#18239 closed Bug (fixed)
Only use custom subclass of HTMLParser for Python versions with buggy stdlib HTMLParser
Reported by: | Carl Meyer | Owned by: | nobody |
---|---|---|---|
Component: | Core (Other) | Version: | 1.3 |
Severity: | Release blocker | Keywords: | |
Cc: | Raphaël Hertzog | Triage Stage: | Accepted |
Has patch: | yes | Needs documentation: | no |
Needs tests: | no | Patch needs improvement: | no |
Easy pickings: | no | UI/UX: | no |
Description
Django currently has its own subclass of HTMLParser
(in django.utils.html_parser.HTMLParser
). It exists in order to patch a bug in the standard library's HTMLParser
in Python 2.5 and older versions of 2.6 and 2.7. The bug has been fixed in Python 2.6.8, 2.7.3, and will be fixed in the upcoming 3.3 as well. There are also other fixes in 3.3's HTMLParser
which conflict with the patched version in Django, since it relies on numerous undocumented internals.

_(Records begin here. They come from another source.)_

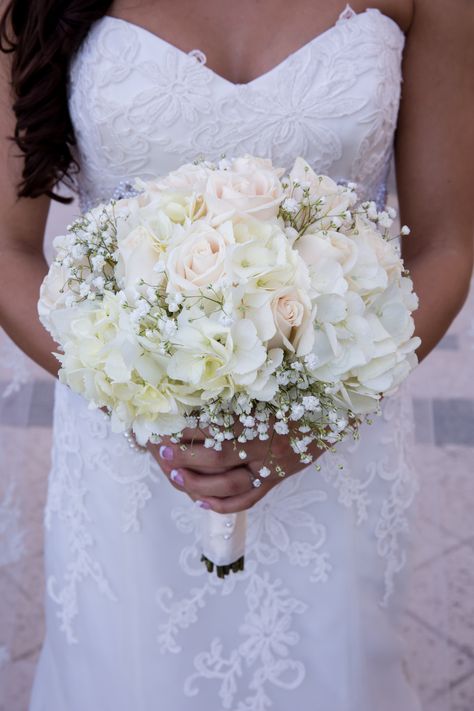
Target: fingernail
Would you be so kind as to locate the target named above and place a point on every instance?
(166, 452)
(177, 477)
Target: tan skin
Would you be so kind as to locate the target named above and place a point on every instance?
(434, 158)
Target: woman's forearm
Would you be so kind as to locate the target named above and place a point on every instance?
(21, 274)
(441, 279)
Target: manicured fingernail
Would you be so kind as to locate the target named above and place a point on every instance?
(203, 504)
(166, 453)
(177, 477)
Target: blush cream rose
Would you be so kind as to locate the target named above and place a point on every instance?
(236, 300)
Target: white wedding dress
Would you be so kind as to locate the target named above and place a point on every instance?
(134, 621)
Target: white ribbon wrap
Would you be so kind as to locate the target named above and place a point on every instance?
(223, 536)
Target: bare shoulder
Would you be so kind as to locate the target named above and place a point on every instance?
(435, 133)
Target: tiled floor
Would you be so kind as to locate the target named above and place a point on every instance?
(438, 622)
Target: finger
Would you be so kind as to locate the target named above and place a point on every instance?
(231, 483)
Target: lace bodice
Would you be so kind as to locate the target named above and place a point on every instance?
(141, 106)
(129, 603)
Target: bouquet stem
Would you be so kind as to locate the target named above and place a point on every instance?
(223, 542)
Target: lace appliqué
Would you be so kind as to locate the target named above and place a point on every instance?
(132, 111)
(264, 654)
(12, 545)
(14, 363)
(67, 500)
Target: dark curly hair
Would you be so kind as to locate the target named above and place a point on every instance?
(42, 36)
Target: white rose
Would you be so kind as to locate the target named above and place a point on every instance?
(138, 253)
(263, 259)
(52, 295)
(198, 261)
(293, 319)
(252, 187)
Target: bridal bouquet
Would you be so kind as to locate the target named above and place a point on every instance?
(230, 298)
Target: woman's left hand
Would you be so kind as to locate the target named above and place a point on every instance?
(222, 481)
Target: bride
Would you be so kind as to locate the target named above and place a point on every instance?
(104, 91)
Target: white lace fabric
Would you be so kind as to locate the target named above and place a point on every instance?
(130, 607)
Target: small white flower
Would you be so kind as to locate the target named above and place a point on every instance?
(98, 262)
(311, 361)
(84, 289)
(99, 283)
(385, 220)
(281, 428)
(290, 205)
(247, 420)
(297, 411)
(310, 403)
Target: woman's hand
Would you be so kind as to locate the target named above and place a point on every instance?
(222, 481)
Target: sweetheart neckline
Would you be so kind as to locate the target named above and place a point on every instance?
(304, 47)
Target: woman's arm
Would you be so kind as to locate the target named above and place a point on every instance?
(435, 161)
(22, 264)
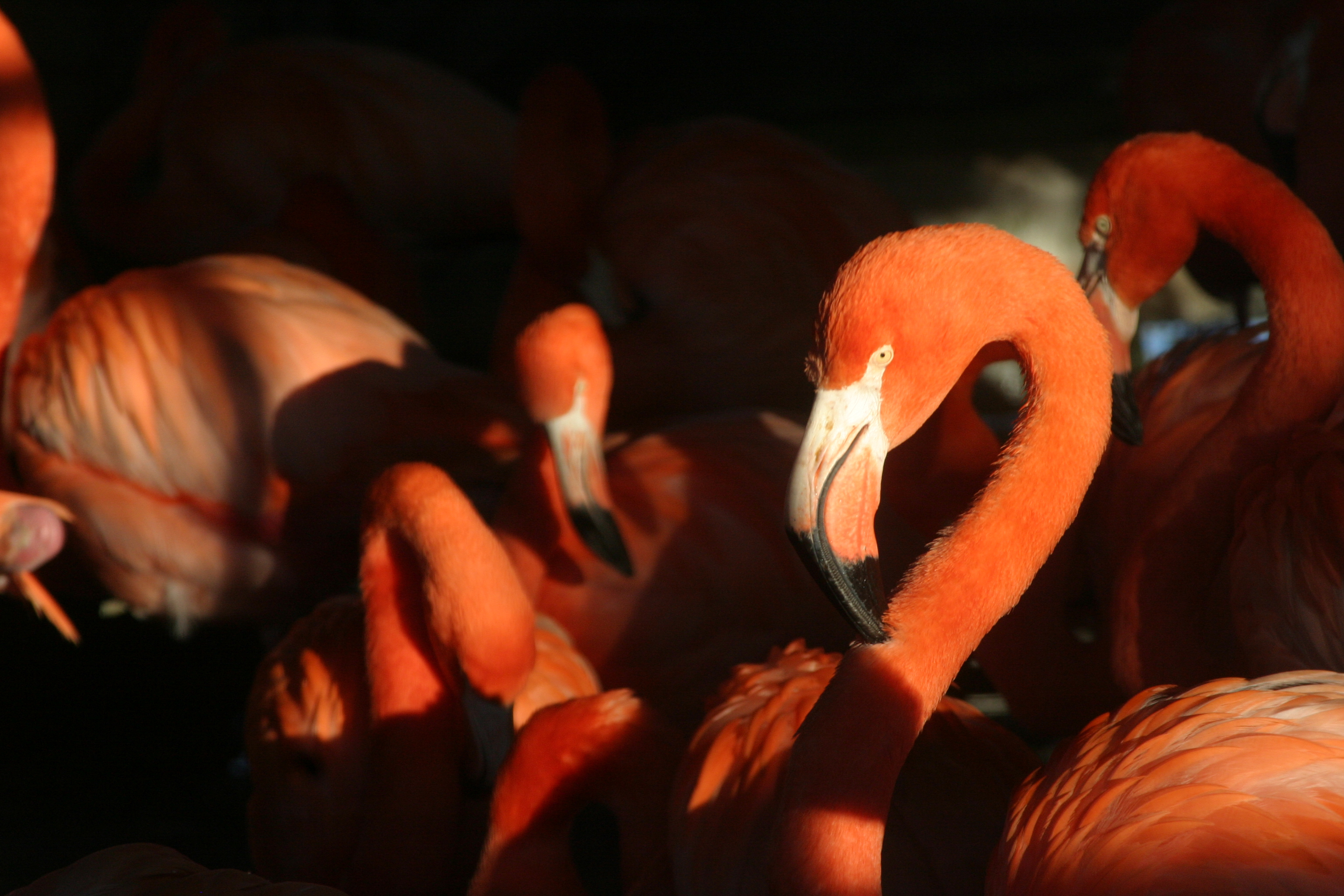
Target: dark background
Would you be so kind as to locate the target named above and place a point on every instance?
(136, 735)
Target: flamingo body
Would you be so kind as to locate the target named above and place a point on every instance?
(1228, 788)
(150, 870)
(233, 130)
(176, 413)
(947, 811)
(374, 724)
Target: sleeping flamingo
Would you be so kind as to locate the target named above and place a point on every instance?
(947, 811)
(704, 248)
(1214, 542)
(572, 763)
(690, 512)
(903, 319)
(658, 616)
(135, 870)
(213, 426)
(262, 147)
(375, 731)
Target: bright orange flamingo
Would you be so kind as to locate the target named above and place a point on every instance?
(374, 731)
(262, 147)
(213, 426)
(704, 248)
(1263, 77)
(902, 322)
(694, 511)
(1214, 542)
(947, 811)
(1229, 788)
(140, 868)
(576, 765)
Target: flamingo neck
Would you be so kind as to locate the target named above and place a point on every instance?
(1302, 374)
(27, 174)
(843, 770)
(609, 750)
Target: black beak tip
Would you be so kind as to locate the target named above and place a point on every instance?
(855, 589)
(1124, 410)
(597, 527)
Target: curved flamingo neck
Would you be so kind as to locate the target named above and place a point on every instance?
(843, 770)
(1302, 374)
(27, 172)
(611, 750)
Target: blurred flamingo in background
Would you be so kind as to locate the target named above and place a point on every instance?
(1263, 77)
(693, 512)
(213, 426)
(581, 804)
(704, 248)
(375, 731)
(902, 322)
(1215, 542)
(338, 156)
(133, 870)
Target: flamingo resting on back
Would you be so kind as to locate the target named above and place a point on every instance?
(1215, 542)
(357, 727)
(704, 248)
(902, 322)
(691, 511)
(213, 426)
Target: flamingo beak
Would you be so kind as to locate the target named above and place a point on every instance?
(834, 495)
(1121, 323)
(582, 472)
(33, 532)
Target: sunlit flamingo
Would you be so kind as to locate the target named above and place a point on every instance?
(577, 767)
(139, 868)
(1229, 788)
(1217, 540)
(704, 248)
(947, 811)
(374, 735)
(902, 322)
(213, 426)
(231, 139)
(691, 511)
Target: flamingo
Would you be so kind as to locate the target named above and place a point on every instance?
(609, 751)
(947, 811)
(229, 135)
(375, 728)
(1264, 78)
(1232, 786)
(1214, 542)
(897, 329)
(704, 248)
(142, 868)
(689, 571)
(213, 426)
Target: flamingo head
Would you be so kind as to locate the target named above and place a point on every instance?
(892, 342)
(33, 532)
(1138, 230)
(565, 378)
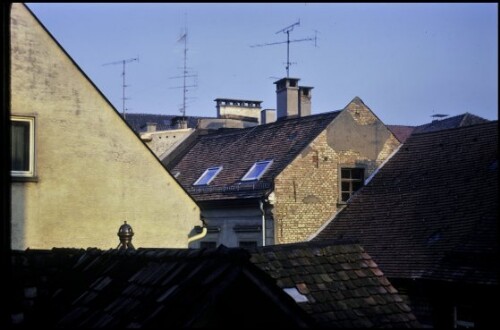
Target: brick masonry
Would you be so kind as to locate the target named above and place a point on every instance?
(307, 191)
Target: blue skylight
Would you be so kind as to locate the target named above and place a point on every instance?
(207, 176)
(257, 170)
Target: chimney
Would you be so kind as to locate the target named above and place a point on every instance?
(125, 234)
(267, 116)
(233, 108)
(305, 101)
(287, 97)
(150, 127)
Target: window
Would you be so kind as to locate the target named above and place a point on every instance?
(22, 146)
(208, 176)
(247, 244)
(208, 245)
(351, 180)
(257, 170)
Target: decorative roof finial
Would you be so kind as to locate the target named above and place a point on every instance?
(125, 234)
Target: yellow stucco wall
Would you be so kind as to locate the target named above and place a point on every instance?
(93, 171)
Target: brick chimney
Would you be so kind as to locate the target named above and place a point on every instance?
(292, 100)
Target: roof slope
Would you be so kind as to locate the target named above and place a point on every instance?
(152, 288)
(138, 121)
(432, 211)
(462, 120)
(343, 285)
(237, 150)
(401, 132)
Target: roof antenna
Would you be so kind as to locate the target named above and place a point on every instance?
(287, 30)
(185, 73)
(123, 62)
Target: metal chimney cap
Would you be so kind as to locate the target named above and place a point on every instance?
(125, 231)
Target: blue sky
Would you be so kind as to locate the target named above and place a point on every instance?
(405, 61)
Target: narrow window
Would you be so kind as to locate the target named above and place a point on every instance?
(247, 244)
(351, 180)
(207, 176)
(208, 245)
(257, 170)
(22, 146)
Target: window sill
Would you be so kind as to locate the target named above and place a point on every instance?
(23, 178)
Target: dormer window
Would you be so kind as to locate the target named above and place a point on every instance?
(207, 176)
(257, 170)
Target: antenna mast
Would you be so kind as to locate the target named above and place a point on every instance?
(287, 30)
(123, 62)
(185, 74)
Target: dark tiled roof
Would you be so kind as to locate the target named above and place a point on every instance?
(152, 288)
(344, 286)
(401, 132)
(462, 120)
(432, 211)
(237, 150)
(138, 121)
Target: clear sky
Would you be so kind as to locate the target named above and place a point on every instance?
(405, 61)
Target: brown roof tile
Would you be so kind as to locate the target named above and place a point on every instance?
(280, 141)
(338, 297)
(432, 210)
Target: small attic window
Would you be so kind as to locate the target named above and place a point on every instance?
(296, 295)
(207, 176)
(257, 170)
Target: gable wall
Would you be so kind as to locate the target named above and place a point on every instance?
(307, 191)
(93, 171)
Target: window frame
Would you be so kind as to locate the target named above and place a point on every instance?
(350, 180)
(218, 169)
(30, 173)
(257, 178)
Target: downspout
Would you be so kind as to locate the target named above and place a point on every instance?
(203, 233)
(261, 204)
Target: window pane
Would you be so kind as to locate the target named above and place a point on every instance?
(356, 185)
(20, 146)
(357, 173)
(247, 244)
(208, 245)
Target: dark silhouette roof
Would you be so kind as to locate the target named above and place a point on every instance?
(462, 120)
(432, 211)
(151, 288)
(343, 285)
(237, 150)
(138, 121)
(401, 132)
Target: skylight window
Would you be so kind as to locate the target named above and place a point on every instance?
(257, 170)
(296, 295)
(207, 176)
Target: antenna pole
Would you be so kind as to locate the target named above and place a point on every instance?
(124, 85)
(287, 30)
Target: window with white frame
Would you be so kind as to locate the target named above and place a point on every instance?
(257, 170)
(207, 176)
(351, 179)
(22, 146)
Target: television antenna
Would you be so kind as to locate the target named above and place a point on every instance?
(287, 30)
(123, 63)
(185, 74)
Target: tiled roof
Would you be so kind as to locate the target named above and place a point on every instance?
(237, 150)
(462, 120)
(343, 285)
(152, 288)
(432, 211)
(138, 121)
(401, 132)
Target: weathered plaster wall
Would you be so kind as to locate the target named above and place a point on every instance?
(307, 191)
(93, 171)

For better forward-compatibility, we should only use our patched subclass for versions of Python known to contain the bug, and otherwise simply use the standard library's HTMLParser
directly.
When we make this change, we can also roll back r17456, as that was simply papering over a breakage due to the modified HTMLParser
in 2.6.8 and 2.7.3 - that will no longer be a problem if we don't try to use our subclass with those (and newer) Pythons.
Attachments (1)
Change History (10)
comment:1 by , 13 years ago
comment:2 by , 12 years ago
Cc: | added |
---|
For me the test suite of Django 1.4.1 fails with many invalid HTML parse errors when I run it in Debian Sid with python 2.7.3. Is this bug the same issue?
Example of error:
====================================================================== ERROR: test_count (regressiontests.test_utils.tests.HTMLEqualTests) ---------------------------------------------------------------------- Traceback (most recent call last): File "/«PKGBUILDDIR»/tests/regressiontests/test_utils/tests.py", line 396, in test_count dom2 = parse_html('<p class="bar">foo</p>') File "/«PKGBUILDDIR»/django/test/html.py", line 213, in parse_html parser.feed(html) File "/usr/lib/python2.7/HTMLParser.py", line 114, in feed self.goahead(0) File "/usr/lib/python2.7/HTMLParser.py", line 160, in goahead k = self.parse_endtag(i) File "/«PKGBUILDDIR»/django/utils/html_parser.py", line 96, in parse_endtag self.handle_endtag(tag.lower()) File "/«PKGBUILDDIR»/django/test/html.py", line 191, in handle_endtag tag, self.format_position())) File "/«PKGBUILDDIR»/django/test/html.py", line 153, in error raise HTMLParseError(msg, self.getpos()) HTMLParseError: Unexpected end tag `p` (Line 1, Column 18), at line 1, column 19
by , 12 years ago
Attachment: | 01_use_stdlib_htmlparser_when_possible.diff added |
---|
Patch for Django 1.4.1
comment:3 by , 12 years ago
Has patch: | set |
---|---|
Severity: | Normal → Release blocker |
Here's a patch that seems to solve the issue for me by doing what the bug description suggest, i.e. use Django's own HTMLParser only with python versions that have the problem. It should be straightforward to adapt it for the development version.
I took the liberty to increase the severity as Django is effectively broken for me on Debian Sid right now.
comment:5 by , 12 years ago
I would appreciate some ack/review of a core developer before I upload this patch to debian... but it would be even better if I could just cherry pick the definitive fix from the trunk.
comment:6 by , 12 years ago
Resolution: | → fixed |
---|---|
Status: | new → closed |
(Thanks to Vinay Sajip for discovering and raising this issue.)